Question 1

What languages does Scribe support?

Accepted Answer

Excellent Accuracy (≤ 5% Word Error Rate - WER)

Bulgarian, Catalan, Czech, Danish, Dutch, English, Finnish, French, Galician, German, Greek, Hindi, Indonesian, Italian, Japanese, Kannada, Malay, Malayalam, Macedonian, Norwegian, Polish, Portuguese, Romanian, Russian, Serbian, Slovak, Spanish, Swedish, Turkish, Ukrainian, Vietnamese

High Accuracy (>5% to ≤10% WER)

Bengali, Belarusian, Bosnian, Cantonese, Estonian, Filipino, Gujarati, Hungarian, Kazakh, Latvian, Lithuanian, Mandarin, Marathi, Nepali, Odia, Persian, Slovenian, Tamil, Telugu

Good (>10% to ≤25% WER)

Afrikaans, Arabic, Armenian, Assamese, Asturian, Azerbaijani, Burmese, Cebuano, Croatian, Georgian, Hausa, Hebrew, Icelandic, Javanese, Kabuverdianu, Korean, Kyrgyz, Lingala, Maltese, Mongolian, Māori, Occitan, Punjabi, Sindhi, Swahili, Tajik, Thai, Urdu, Uzbek, Welsh

Moderate (>25% to ≤50% WER)

Amharic, Chichewa, Fulah, Ganda, Igbo, Irish, Khmer, Kurdish, Lao, Luxembourgish, Luo, Northern Sotho, Pashto, Shona, Somali, Umbundu, Wolof, Xhosa, Zulu

Question 2

What is Speech to Text and how does it work?

Accepted Answer

Speech-to-text (STT) is a technology that converts spoken language into written text using automatic speech recognition (ASR). It processes audio signals, identifies speech patterns, and transcribes them into text with high accuracy.

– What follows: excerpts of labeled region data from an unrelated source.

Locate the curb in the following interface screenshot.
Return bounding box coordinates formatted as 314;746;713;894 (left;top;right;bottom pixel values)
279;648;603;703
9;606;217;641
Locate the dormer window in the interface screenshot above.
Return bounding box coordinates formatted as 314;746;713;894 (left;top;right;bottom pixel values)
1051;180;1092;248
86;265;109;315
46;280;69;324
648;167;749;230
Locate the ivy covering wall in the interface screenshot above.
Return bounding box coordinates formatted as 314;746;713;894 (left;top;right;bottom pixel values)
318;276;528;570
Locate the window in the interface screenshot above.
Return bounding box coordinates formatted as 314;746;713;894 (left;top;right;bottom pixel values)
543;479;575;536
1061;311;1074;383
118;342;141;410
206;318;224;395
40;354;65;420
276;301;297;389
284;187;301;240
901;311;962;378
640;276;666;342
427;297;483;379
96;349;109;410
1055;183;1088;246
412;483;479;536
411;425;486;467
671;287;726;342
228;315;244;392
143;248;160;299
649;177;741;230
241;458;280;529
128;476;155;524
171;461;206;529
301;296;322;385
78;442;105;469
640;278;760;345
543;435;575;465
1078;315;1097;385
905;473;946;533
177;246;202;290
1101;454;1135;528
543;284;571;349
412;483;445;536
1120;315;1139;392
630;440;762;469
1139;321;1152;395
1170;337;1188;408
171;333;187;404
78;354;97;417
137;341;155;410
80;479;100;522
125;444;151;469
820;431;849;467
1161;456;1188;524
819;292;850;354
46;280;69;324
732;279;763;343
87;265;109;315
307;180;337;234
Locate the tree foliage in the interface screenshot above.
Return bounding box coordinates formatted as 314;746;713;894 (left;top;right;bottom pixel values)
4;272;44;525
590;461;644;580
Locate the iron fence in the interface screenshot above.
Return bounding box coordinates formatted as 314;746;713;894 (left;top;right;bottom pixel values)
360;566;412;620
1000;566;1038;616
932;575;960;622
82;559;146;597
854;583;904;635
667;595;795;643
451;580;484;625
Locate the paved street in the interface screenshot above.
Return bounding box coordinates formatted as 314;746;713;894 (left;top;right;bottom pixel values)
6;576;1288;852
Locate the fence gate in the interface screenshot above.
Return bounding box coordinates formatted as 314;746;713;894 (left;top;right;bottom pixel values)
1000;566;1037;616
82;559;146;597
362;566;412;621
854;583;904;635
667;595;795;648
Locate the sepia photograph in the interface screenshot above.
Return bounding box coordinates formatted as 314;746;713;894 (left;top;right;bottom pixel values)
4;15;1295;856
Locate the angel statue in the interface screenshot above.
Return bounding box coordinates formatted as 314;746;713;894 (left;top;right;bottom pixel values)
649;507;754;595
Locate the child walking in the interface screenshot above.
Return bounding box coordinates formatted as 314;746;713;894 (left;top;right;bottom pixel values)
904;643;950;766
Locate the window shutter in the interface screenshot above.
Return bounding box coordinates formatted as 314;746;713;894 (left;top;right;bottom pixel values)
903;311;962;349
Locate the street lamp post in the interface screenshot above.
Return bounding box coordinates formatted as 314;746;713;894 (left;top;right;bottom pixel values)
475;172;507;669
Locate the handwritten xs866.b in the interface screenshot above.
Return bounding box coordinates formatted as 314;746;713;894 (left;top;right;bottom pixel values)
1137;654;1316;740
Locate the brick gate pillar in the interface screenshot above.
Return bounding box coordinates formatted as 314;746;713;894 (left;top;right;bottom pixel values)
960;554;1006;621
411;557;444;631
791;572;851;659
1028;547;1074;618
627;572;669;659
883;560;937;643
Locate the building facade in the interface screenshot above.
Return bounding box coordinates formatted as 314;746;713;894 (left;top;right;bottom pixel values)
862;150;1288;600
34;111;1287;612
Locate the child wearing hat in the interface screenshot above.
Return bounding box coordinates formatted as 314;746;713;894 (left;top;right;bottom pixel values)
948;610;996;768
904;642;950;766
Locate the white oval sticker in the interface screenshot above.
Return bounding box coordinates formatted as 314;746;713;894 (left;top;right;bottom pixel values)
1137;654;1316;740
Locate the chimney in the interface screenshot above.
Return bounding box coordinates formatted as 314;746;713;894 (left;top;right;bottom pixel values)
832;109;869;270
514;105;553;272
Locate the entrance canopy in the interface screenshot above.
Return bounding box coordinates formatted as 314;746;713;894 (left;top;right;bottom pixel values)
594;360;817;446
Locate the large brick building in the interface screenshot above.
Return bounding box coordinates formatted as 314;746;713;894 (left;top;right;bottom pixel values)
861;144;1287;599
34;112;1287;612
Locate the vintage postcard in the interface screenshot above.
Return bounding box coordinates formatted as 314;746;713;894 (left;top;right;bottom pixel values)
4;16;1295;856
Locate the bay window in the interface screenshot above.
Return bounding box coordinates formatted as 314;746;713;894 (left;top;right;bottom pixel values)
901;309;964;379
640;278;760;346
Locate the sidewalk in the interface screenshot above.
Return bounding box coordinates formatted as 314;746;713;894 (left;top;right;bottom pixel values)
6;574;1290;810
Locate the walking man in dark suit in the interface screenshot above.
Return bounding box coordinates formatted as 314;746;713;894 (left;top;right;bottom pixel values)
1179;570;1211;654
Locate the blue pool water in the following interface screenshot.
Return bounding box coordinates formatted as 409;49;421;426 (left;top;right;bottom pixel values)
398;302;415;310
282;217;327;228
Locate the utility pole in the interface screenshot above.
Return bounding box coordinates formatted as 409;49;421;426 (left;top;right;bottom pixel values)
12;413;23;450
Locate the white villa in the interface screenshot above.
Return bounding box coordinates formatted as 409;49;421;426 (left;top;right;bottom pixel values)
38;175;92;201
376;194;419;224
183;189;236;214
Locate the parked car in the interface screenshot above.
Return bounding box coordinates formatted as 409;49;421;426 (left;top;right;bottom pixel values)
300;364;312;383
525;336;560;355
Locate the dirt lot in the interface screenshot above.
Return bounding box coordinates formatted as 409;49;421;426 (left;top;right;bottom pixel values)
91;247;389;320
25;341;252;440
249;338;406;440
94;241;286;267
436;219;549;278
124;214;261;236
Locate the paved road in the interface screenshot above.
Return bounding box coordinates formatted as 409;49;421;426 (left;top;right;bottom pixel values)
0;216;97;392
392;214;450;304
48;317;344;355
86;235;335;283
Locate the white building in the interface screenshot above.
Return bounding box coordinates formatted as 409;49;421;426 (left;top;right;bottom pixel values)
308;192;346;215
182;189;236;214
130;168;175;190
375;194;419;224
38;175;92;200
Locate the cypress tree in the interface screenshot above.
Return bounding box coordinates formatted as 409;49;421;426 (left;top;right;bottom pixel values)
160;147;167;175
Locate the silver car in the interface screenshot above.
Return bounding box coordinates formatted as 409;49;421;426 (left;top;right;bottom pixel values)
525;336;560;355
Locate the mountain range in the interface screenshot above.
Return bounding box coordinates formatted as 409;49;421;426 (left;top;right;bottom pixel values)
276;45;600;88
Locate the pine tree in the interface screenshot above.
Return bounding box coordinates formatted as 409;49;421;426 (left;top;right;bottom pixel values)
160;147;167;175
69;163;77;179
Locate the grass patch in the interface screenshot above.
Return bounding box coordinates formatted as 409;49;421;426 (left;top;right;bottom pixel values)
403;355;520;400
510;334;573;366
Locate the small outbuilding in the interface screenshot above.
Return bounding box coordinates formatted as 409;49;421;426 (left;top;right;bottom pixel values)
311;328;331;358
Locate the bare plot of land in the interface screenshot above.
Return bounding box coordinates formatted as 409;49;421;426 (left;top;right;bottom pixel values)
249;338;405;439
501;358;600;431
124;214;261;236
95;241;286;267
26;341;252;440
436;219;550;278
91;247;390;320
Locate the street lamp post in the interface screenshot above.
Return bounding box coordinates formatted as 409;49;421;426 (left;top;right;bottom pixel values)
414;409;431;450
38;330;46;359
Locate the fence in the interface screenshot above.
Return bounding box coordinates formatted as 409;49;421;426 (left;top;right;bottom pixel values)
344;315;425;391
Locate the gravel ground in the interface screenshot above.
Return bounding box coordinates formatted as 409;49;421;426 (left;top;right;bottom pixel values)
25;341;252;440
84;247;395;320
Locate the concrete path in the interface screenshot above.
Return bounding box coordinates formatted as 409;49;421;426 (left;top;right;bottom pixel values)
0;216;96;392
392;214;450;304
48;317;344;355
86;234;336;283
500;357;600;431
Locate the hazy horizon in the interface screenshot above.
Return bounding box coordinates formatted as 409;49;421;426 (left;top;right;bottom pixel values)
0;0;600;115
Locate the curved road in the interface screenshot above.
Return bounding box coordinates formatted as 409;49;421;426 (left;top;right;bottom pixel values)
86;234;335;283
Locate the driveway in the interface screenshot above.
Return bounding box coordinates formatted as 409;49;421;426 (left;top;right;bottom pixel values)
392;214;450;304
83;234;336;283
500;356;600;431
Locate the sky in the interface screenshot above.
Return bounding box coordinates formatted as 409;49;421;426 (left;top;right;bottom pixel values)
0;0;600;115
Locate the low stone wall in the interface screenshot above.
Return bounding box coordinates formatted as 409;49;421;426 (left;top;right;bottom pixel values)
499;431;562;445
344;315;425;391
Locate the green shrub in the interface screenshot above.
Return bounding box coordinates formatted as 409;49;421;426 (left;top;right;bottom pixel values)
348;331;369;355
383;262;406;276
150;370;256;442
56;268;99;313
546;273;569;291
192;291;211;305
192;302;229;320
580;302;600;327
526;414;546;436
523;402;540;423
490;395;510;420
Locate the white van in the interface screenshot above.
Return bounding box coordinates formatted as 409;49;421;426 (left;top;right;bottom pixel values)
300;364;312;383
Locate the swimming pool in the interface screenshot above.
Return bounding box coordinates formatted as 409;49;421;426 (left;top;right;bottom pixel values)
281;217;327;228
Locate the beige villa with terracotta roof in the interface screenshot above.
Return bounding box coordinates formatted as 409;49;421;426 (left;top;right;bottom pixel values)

ElevenLabs' AI-powered speech-to-text software is designed to transcribe audio and video content with human-like precision, making it ideal for speech-to-text conversion, audio transcription, and real-time speech recognition.

Speech-to-text technology is used in:
✔ Speech-to-text transcription for podcasts, meetings, and interviews.
✔ Captions and subtitles in video content.
✔ Speech-to-text software for hands-free typing and accessibility tools.

ElevenLabs ASR offers fast, reliable, and highly accurate speech-to-text conversion for multiple languages and accents.

Question 3

How do I transcribe video to text?

Accepted Answer

ElevenLabs provides video transcription to convert spoken dialogue into text format, making it easy to create subtitles, captions, and searchable transcripts.

Steps to transcribe video to text:
1. Upload your video file to ElevenLabs ASR
2. Speech recognition technology processes the audio
3. A transcript is generated automatically, with timestamps
4. Download the text file or export subtitles for editing.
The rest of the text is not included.